I was sitting quietly in the group after someone had worked. I was deeply struck in the realization that everyone in that room had as rich an experiential life as I did. Everyone had a mother and a father and a childhood and memories and body sensations and hurts and excitement and disappointments and failures and successes and thoughts and feelings and allegiances and EVERYTHING THAT WAS THEIR LIFE and it was completely different from mine. It was one of those experiences that does not translate very well into words. It was as though each of us was a Comet, trailing behind this indescribable, richly patterned, energy and light of a life that was absolutely unique—ABSOLUTELY UNIQUE. AND in those moments of togetherness, of group being-ness, we had somehow met at that point in time and place. An intersection of Comets. In that moment, I believed,… I knew,… that that was not true just for those in that room; it was true for everyone on the planet. I was staggered. I was like a 5 year old child entering Disneyland for the first time. Excited. Overwhelmed. Everything familiar, yet somehow different than ever before. My God, the cartoons are alive. They live!! I would not be the same. (I imagine that others learn much earlier than I that they are not the only one on earth. :>))

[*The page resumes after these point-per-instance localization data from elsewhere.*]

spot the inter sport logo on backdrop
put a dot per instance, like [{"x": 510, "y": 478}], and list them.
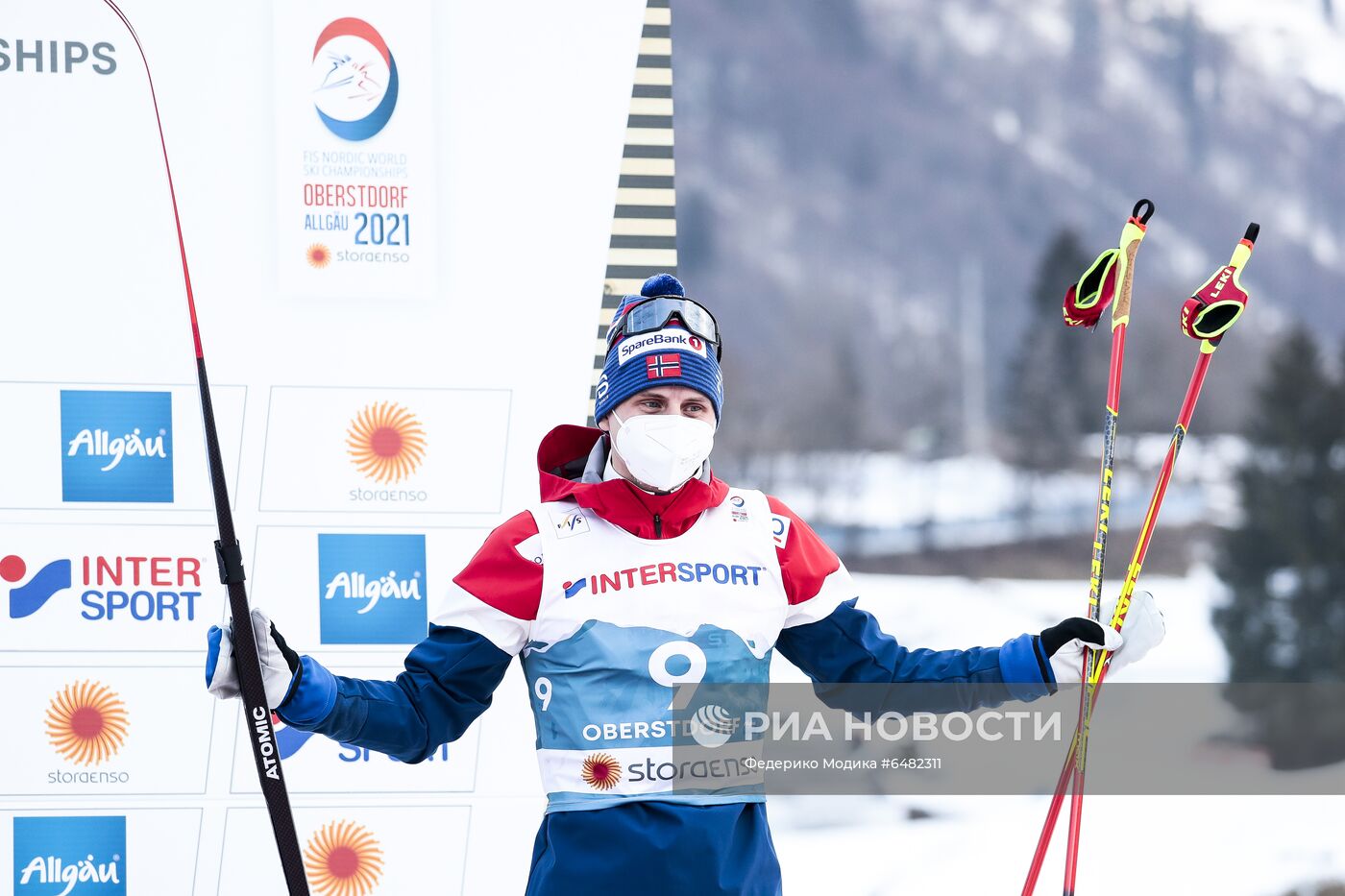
[
  {"x": 116, "y": 446},
  {"x": 70, "y": 856},
  {"x": 343, "y": 859},
  {"x": 372, "y": 590},
  {"x": 355, "y": 80},
  {"x": 144, "y": 588}
]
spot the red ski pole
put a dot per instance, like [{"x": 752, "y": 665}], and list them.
[
  {"x": 1207, "y": 316},
  {"x": 229, "y": 554}
]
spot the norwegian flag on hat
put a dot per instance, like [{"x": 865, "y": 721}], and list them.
[{"x": 662, "y": 366}]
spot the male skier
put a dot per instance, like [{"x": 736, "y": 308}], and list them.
[{"x": 639, "y": 570}]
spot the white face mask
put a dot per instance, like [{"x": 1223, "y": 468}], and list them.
[{"x": 663, "y": 451}]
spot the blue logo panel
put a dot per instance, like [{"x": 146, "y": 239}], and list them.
[
  {"x": 116, "y": 446},
  {"x": 76, "y": 855},
  {"x": 372, "y": 590}
]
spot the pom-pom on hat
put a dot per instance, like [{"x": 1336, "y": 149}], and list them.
[{"x": 672, "y": 356}]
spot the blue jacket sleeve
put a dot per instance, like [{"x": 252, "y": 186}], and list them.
[
  {"x": 448, "y": 682},
  {"x": 847, "y": 647}
]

So anyway, I’m driving home and everything is more or less the same color; more or less the color of dirt; the buildings, the people, the cars, the trees; everything covered in the grime of dust and pollution and diesel exhaust. (I’m on a major North/South Hwy – Grand Trunk Road (I swear, the other day I saw someone and I was sure that somehow he had become a part of the tree against which he was sitting. He had on a green turban and brown clothes. The colors were the same; the surface texture, the angles of the limbs. I wanted to stop and go over to him and touch him and touch the tree and try to pull them apart.)

And I think to myself, I cannot imagine their life.